# Trim before or after carpet?



## rusty baker (Feb 13, 2009)

Trim should really be down before the carpet is installed. If not, it will have to be removed should you ever change the carpet. If you look back, you will find other threads on this subject.


----------



## epeterson777 (May 29, 2008)

Thanks Rusty, that is the answer I was hoping for. This way I don't have to worry as much about getting paint on the new carpet. 

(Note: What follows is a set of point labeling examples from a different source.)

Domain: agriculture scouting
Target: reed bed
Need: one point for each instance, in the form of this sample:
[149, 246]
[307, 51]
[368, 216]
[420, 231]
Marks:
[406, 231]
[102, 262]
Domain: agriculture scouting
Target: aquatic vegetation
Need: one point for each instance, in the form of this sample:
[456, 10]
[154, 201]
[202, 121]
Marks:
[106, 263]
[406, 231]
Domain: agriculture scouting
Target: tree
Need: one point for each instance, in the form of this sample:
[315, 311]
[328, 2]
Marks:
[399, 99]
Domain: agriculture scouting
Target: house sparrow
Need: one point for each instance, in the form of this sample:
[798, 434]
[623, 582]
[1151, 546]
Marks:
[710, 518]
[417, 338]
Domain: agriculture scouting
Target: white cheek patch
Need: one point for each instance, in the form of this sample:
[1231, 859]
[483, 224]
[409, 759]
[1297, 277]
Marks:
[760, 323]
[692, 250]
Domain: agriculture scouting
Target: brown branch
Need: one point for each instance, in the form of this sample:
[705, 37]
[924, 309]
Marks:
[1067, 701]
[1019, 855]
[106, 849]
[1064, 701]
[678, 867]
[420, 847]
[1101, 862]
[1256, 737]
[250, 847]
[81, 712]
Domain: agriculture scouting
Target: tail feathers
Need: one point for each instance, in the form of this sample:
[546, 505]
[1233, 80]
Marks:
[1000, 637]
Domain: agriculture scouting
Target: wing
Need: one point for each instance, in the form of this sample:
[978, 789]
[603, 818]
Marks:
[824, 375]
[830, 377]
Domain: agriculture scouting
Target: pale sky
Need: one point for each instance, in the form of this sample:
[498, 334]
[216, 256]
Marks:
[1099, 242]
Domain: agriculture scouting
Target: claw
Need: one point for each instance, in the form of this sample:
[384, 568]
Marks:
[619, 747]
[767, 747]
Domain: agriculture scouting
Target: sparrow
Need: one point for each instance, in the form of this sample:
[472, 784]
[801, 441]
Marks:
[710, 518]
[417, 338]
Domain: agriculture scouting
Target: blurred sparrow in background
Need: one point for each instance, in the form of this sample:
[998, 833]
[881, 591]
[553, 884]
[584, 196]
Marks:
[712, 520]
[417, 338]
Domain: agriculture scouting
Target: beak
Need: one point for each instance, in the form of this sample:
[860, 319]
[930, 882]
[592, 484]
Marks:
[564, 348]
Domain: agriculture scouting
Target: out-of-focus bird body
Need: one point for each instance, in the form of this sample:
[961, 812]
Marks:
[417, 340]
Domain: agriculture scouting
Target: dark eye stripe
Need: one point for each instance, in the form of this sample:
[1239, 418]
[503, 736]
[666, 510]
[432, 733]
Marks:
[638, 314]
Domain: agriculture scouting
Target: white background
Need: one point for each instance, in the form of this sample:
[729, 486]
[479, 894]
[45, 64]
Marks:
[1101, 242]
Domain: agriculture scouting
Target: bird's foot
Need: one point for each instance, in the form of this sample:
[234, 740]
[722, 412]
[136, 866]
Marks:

Plus, it will be pretty cool to have the basement completely done except for the carpet and then coming home after work the day it gets installed and finally seeing it done.


----------



## II Weeks (Jan 6, 2009)

pros and cons to either way but if you feel like you want the molding first then cut 3/4" blocks and put the molding on that. ( remove the blocks)The carpet guy can then easily tuck the carpet under the molding and besides, you mentioned basement and your really dont want wood in contact with cement


----------



## jaros bros. (Jan 16, 2009)

Paint the trim first so you will only have to touchup before you install it. You risk your carpet layers scratching and dingy up the baseboard when they install. Carpet pad is pretty rough on the bottom and cut edges and it will scratch up the baseboard. Also, check with the installer to see how much room you should leave if you decide to install the baseboard first as each installer has a slightly different preference and the carpet and pad thickness also come into play.


----------



## rusty baker (Feb 13, 2009)

I don't like to install carpet when the baseboard is raised. It looks much better when it isn't. A good installer won't hurt the paint on a baseboard if it's painted right. When the paint gets damaged, it's usually because new baseboard wasn't primed first or old baseboard wasn't sanded before it was repainted.


----------